Title: Corelli’s Mandolin
Description: This book was made into the movie Captain Corelli’s Mandolin, so it’s sometimes sold under that title as well. The setting is WWII Greece; although Greece is hoping for their English allies to step in, they are occupied by the Italians, and later, the Nazis. An Italian regiment is stationed in Cephallonia; its captain is quartered at the home of the village doctor and his daughter, Pelagia. Captain Corelli is a musician, not a soldier, and he and Pelagia fall in love, but the forces of history conspire to keep them apart.
Review source: This book is on several “best book” lists that I’m reading through.
Plot: This is one of those sweeping historical novels where the action ranges from the global (Mussolini is a character) to the very local in an attempt to show how worldwide events affected people in one spot at one point in time.

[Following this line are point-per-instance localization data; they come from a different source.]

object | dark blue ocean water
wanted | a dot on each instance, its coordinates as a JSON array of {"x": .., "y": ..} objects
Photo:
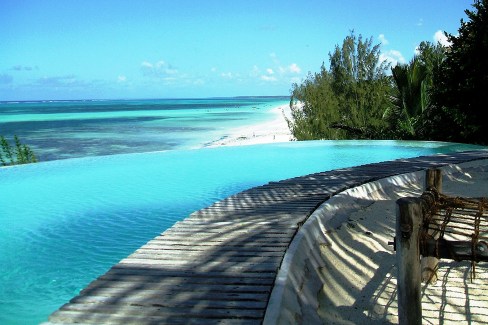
[
  {"x": 70, "y": 129},
  {"x": 65, "y": 222}
]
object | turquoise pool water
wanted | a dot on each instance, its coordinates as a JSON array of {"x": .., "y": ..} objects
[{"x": 65, "y": 222}]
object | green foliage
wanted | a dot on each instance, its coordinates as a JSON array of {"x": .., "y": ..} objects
[
  {"x": 346, "y": 102},
  {"x": 411, "y": 99},
  {"x": 15, "y": 155},
  {"x": 461, "y": 84}
]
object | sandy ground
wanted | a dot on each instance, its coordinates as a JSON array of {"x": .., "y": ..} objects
[
  {"x": 269, "y": 132},
  {"x": 359, "y": 275}
]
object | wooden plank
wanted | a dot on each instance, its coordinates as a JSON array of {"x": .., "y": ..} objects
[
  {"x": 218, "y": 265},
  {"x": 156, "y": 310},
  {"x": 70, "y": 317},
  {"x": 409, "y": 215}
]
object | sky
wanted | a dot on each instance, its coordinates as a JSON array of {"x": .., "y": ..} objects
[{"x": 118, "y": 49}]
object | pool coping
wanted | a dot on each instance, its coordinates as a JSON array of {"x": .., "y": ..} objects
[{"x": 286, "y": 205}]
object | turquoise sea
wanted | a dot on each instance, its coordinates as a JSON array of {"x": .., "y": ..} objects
[
  {"x": 64, "y": 222},
  {"x": 70, "y": 129}
]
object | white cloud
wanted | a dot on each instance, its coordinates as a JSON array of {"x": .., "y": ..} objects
[
  {"x": 294, "y": 68},
  {"x": 440, "y": 37},
  {"x": 227, "y": 75},
  {"x": 268, "y": 78},
  {"x": 255, "y": 72},
  {"x": 393, "y": 57},
  {"x": 160, "y": 69},
  {"x": 382, "y": 39}
]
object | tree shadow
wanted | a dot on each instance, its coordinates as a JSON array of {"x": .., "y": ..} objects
[{"x": 219, "y": 265}]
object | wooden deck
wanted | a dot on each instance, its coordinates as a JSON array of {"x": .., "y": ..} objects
[{"x": 218, "y": 265}]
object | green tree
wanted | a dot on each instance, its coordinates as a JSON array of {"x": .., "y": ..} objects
[
  {"x": 460, "y": 91},
  {"x": 348, "y": 100},
  {"x": 15, "y": 155},
  {"x": 413, "y": 86}
]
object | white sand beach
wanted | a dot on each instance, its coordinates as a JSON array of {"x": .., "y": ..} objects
[
  {"x": 344, "y": 269},
  {"x": 274, "y": 131}
]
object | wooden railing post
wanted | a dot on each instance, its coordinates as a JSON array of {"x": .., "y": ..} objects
[
  {"x": 430, "y": 264},
  {"x": 409, "y": 215}
]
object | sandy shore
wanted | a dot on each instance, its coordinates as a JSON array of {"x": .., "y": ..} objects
[
  {"x": 268, "y": 132},
  {"x": 345, "y": 271}
]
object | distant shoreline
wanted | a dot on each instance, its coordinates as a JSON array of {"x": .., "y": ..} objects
[{"x": 274, "y": 131}]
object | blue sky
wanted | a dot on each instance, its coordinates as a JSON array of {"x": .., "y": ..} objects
[{"x": 101, "y": 49}]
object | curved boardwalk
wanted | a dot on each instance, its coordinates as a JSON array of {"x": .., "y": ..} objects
[{"x": 218, "y": 265}]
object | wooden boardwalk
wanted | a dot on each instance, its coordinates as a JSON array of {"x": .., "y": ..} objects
[{"x": 218, "y": 265}]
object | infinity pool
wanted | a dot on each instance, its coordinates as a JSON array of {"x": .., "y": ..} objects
[{"x": 63, "y": 223}]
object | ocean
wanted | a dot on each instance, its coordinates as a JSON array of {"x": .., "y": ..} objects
[
  {"x": 71, "y": 129},
  {"x": 64, "y": 222}
]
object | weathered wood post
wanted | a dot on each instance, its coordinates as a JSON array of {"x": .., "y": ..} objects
[
  {"x": 430, "y": 264},
  {"x": 409, "y": 214}
]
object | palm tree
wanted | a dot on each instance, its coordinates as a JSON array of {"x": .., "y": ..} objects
[{"x": 411, "y": 98}]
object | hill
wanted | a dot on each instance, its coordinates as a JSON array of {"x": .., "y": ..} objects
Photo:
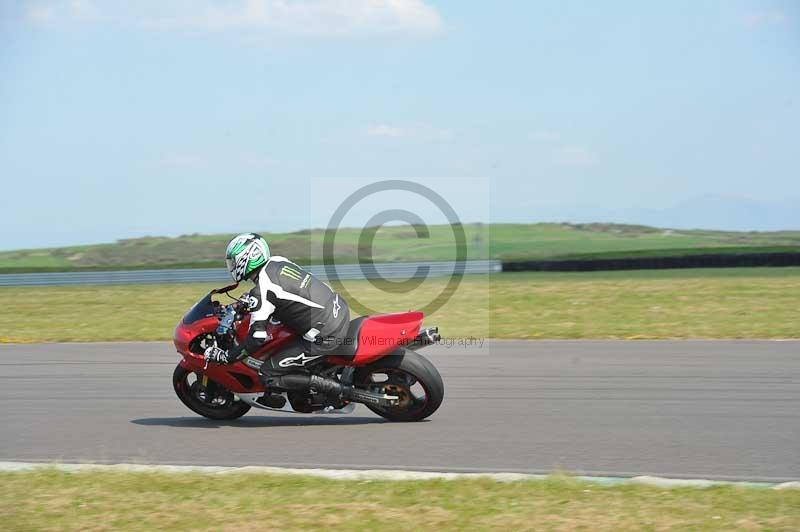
[{"x": 401, "y": 243}]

Characters: Pelagia, the doctor’s daughter, has two suitors, one from her village before the war, and of course, Captain Corelli. She would also like to leave her small village and become a doctor herself, but that is unheard of in 1930’s Greece. Berniers has populated the book with major and secondary characters who bring history to life.
Writing style: Berniers is known for magical realism, and while this book doesn’t have too much of that (I’d not classify it in that genre), it does have the tone—which I’d describe as one of acceptance of whatever comes about.
Audience: Anyone who enjoys historical or literary fiction should enjoy this book.

Wrap-up: The book was sad on multiple levels, not the least of which was the recognition that a certain simple way of life was forever lost. I’m not necessarily out to be sad when I read, so I didn’t give the book as many stars as it probably deserves, but this is my review, so 3/5*.